From his eclectic professional background in advertising, graphics and scenography design, Gian Piero Gasparini moved in the late 1990s primarily to portrait painting and mural arts, applying his unique airbrush technique to the creation of gigantic hyperrealist wall paintings. Gasparini emerged as an artist at an art exhibition of young talents in December 2005, and to date he has held numerous one-man shows and group exhibitions, both in Italy and internationally.
In Old Masters Reloaded at Christie's London the artist showcases an exquisite selection of paintings made with interlaced fabric which creates texture while generating depth to classic inspired images.
The term Old Masters refers to the most recognised European artists, predominantly painters, working between the Renaissance and 1800. Gian Piero Gasparini pays homage to the Old Masters, bringing to life with a formidable twist of talent and creativity outstanding revisited images. Hands, feet, torsos, and facial features together form part of his vocabulary of expression, which he uses to symbolize the metaphorical language of the vicissitudes of daily life.
For Gasparini the past is a fundamental component of the survival and regeneration of the future, based as it is upon knowledge, an essential element to guard and to protect, so as not to lose sight of it in the darkness which separates reality and the virtual world of the digital age.

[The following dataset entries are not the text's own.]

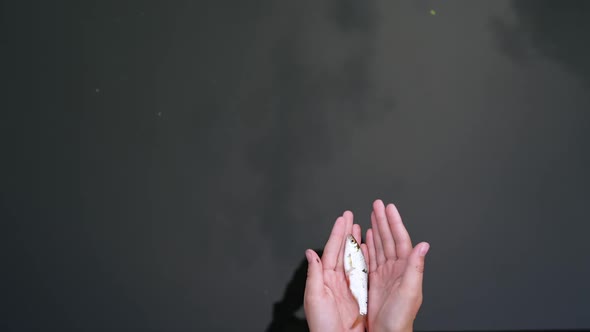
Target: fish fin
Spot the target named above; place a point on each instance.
(359, 319)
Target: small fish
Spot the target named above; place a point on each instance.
(357, 275)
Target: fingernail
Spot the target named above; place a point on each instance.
(424, 249)
(308, 255)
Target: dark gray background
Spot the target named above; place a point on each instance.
(166, 164)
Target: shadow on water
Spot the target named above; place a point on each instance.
(284, 318)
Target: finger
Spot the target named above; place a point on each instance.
(348, 221)
(384, 231)
(379, 254)
(356, 232)
(315, 274)
(332, 248)
(403, 243)
(365, 251)
(372, 253)
(414, 274)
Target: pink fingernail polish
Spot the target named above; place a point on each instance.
(424, 249)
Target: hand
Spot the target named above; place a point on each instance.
(328, 302)
(395, 271)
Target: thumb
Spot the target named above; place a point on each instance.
(414, 274)
(315, 277)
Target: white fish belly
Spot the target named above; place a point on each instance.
(357, 273)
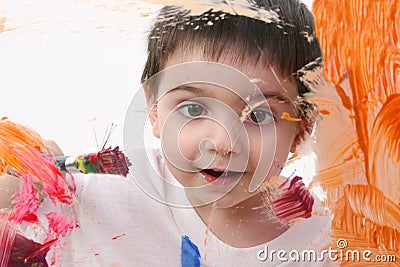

The artist reconnects the divergent strains of a system which simultaneously links and creates networks that form an individuality both reflecting the needs of digital innovation, but also meticulously revels in the historical texture of millennia of human evolution. Gian Piero’s paintings are reinterpretations with a contemporary twist, keeping an eye on scientific, mathematic, and geometric aspects that his visual arts embrace. Gasparini adopts elements from the history of art, allusions and reflections of the past masters, in order to give a direction and purpose to his world of contemporary reality.
The body of work entitled LDV is an expressly created homage to Leonardo da Vinci, and consists of a series of paintings exploring the links between art and mathematics, space and harmony, proportion and beauty.
In the group of paintings Profundum Nigrum, Gasparini explores the basis of humankind’s location at the centre of the universe, a late Renaissance anthropocentric vision, furthermore redolent of Caravaggio’s chiaroscuro style.
Through Gasparini art is revisited not only as an aesthetic expression, but also as an element linked to contemporary life, a vehicle of communication and of new ideas, offering the observer a new spiritual and cultural vision, facilitating the creation of a better world through art and artifice more in harmony with what surrounds us.